Vendola risponde in serata dopo un giorno di insulti, mentre dall’altra parte del mondo il fuso orario gli risparmiava la diretta dello sfogatoio collettivo: «Non c’è volgarità degli squadristi della politica che possa turbare la grande felicità che la nascita di un bimbo provoca». La risposta è diretta al segretario della Lega Matteo Salvini che aveva ben sintetizzato su Twitter il suo pensiero: «Sono diventati papà affittando l’utero di una donna californiana. Questo è disgustoso egoismo, un’aberrazione. Al centro commerciale si comprano i dvd, le lavastoviglie non i bambini». Espressioni nette che non si fa mancare neppure Maurizio Gasparri: il vicepresidente del Senato, maniaco dei tweet, prima attacca «la sinistra che usa un turpe metodo per inventarsi genitori dei figli di altri» e poi in controreplica a Vendola ribadisce: «Squadrista è chi strappa il figlio alla madre e compie mercimoniodi bambini».
Sono solo i due assaggi più forti del lungo elenco di condanne arrivate da destra e dagli ambienti più conservatori del cattolicesimo politico, reduci della battaglia sulle unioni civili approvate in Senato: per loro l’introduzione della stepchild adoption, che il Pd promette di reinserire in una legge ad hoc, non è ancora scongiurata.
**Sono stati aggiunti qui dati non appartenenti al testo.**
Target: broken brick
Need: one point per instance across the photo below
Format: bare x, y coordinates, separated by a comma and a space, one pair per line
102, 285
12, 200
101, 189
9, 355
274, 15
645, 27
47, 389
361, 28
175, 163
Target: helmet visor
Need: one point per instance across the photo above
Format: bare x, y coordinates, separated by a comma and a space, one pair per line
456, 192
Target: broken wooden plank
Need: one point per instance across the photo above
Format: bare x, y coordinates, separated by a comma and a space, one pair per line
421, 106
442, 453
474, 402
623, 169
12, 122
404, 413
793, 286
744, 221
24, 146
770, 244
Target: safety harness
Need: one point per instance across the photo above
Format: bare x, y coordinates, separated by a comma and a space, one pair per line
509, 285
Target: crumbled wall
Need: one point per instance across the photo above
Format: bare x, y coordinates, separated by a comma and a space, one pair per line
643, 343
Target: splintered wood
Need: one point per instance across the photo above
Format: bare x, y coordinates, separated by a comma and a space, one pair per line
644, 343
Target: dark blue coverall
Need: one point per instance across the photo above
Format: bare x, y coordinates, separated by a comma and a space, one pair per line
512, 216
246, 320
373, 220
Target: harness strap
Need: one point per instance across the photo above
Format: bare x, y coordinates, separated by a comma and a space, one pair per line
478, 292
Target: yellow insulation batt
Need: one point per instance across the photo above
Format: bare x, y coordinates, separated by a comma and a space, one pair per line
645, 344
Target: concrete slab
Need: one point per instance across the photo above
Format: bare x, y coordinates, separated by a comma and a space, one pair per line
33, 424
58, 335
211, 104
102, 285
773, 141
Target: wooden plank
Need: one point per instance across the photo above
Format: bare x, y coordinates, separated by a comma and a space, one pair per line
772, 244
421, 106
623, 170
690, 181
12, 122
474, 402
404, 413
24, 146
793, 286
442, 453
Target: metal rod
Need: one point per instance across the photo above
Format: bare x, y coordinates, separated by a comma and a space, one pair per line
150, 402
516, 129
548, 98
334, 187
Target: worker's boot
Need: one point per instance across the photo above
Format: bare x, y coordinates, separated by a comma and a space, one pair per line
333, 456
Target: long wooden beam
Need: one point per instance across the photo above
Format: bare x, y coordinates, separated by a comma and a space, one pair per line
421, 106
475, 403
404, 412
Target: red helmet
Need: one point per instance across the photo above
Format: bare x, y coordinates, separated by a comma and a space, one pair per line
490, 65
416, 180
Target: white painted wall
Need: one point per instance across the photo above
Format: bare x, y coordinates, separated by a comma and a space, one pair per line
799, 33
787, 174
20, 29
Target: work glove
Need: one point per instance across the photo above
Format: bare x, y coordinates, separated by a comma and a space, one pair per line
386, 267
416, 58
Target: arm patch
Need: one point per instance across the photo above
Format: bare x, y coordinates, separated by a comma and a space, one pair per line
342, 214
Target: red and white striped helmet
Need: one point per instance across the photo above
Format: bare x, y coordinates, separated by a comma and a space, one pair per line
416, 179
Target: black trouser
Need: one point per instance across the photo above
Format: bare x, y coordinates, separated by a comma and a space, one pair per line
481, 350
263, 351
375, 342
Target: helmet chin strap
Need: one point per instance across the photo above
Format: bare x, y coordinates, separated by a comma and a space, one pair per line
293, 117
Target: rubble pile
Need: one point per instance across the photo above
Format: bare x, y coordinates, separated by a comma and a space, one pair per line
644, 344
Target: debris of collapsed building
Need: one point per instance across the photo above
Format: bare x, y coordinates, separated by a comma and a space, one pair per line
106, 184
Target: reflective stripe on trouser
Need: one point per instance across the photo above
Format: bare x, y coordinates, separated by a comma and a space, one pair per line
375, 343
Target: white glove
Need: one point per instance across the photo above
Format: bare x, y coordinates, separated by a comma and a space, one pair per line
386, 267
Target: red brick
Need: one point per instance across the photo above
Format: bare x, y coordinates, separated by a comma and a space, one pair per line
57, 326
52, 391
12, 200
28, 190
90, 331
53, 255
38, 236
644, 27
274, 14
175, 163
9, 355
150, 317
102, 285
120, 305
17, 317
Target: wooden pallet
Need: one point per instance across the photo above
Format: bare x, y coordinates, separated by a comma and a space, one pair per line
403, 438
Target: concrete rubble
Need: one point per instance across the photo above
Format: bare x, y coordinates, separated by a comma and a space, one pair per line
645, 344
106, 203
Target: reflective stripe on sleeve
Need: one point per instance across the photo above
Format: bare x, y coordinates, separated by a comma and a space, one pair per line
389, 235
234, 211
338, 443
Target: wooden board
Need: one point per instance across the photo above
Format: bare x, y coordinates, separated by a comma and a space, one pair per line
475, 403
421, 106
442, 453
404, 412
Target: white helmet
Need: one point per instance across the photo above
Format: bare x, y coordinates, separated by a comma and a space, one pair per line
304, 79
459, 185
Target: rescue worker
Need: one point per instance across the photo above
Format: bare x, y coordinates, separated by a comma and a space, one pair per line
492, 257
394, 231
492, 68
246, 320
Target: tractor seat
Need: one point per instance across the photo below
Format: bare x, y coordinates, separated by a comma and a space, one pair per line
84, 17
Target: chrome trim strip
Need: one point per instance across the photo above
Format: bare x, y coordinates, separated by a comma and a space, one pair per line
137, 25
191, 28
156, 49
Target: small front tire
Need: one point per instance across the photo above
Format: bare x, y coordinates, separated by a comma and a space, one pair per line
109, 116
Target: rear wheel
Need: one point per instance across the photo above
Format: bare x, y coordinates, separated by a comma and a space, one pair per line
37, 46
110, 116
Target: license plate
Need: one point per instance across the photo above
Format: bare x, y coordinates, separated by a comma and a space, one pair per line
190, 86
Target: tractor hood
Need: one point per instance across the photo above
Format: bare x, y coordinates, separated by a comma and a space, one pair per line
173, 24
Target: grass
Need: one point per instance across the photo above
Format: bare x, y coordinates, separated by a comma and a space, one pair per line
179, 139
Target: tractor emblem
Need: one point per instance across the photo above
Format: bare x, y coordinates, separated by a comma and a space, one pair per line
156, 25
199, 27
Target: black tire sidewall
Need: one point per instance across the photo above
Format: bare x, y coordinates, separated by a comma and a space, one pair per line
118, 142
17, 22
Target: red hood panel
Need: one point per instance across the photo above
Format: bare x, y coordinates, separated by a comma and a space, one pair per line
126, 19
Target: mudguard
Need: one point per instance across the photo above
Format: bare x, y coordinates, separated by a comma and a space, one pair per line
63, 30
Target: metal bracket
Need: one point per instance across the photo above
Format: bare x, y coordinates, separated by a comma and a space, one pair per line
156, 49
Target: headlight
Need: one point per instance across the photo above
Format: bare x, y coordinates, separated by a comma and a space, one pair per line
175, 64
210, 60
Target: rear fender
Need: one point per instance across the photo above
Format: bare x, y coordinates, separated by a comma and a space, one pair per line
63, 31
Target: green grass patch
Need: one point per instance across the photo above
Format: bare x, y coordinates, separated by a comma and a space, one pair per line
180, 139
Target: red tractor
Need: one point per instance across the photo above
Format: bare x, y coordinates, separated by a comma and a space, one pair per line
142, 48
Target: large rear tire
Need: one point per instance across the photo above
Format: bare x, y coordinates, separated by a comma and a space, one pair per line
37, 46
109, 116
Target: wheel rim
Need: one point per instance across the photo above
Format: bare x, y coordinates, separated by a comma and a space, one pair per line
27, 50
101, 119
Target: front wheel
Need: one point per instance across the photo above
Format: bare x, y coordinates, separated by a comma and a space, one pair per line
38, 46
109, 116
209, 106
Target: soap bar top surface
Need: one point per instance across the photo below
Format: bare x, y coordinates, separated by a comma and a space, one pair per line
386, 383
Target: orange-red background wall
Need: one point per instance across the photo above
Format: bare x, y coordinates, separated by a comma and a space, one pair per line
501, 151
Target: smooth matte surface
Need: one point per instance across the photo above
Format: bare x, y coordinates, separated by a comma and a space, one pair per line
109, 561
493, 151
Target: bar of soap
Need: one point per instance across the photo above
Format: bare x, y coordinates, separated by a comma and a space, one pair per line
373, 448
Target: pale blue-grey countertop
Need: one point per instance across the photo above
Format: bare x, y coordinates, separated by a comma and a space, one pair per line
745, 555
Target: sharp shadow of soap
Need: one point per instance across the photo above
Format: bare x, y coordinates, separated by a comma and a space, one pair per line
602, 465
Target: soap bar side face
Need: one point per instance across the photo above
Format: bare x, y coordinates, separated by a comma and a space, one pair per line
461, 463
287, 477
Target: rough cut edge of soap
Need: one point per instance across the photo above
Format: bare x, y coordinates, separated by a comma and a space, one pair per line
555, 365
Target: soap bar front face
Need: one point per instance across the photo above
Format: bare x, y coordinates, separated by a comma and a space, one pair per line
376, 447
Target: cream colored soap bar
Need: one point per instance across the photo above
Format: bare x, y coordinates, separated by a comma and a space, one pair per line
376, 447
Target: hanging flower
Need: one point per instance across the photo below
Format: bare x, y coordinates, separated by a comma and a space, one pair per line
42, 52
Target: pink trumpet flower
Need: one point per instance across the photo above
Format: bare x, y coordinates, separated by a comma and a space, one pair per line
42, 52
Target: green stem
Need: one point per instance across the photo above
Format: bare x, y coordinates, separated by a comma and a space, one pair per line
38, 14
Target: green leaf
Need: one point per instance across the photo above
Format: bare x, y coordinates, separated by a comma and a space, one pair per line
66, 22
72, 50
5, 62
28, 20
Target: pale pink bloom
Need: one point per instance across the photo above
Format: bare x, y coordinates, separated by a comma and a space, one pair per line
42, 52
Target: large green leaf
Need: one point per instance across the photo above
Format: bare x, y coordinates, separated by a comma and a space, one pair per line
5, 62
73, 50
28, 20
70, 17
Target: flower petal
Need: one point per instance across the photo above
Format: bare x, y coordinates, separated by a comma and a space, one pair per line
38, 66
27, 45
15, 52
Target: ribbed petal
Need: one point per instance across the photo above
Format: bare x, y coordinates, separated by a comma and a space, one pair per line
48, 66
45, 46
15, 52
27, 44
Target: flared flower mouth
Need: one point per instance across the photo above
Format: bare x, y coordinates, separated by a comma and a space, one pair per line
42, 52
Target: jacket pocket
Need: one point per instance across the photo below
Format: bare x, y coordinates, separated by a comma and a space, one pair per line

Per tutto il giorno la storia di Vendola e del figlio è rimasta la notizia più cliccata, il trend topic di Twitter, un continuo vibrare di cellulari per dire la propria. Tanti insulti (ne citiamo uno: Vendola storpiato in «Comprola»), ma anche tanti auguri e tanta ironia: «Che Vendola e il compagno siano diventati papà dimostra che nulla è impossibile, tranne avere una sinistra unita». Il web diventa il palcoscenico del racconto di questa storia con il solito dividersi tra favorevoli e contrari, e con giusto quell’accento di volgarità vomitata dal bestiario della rete.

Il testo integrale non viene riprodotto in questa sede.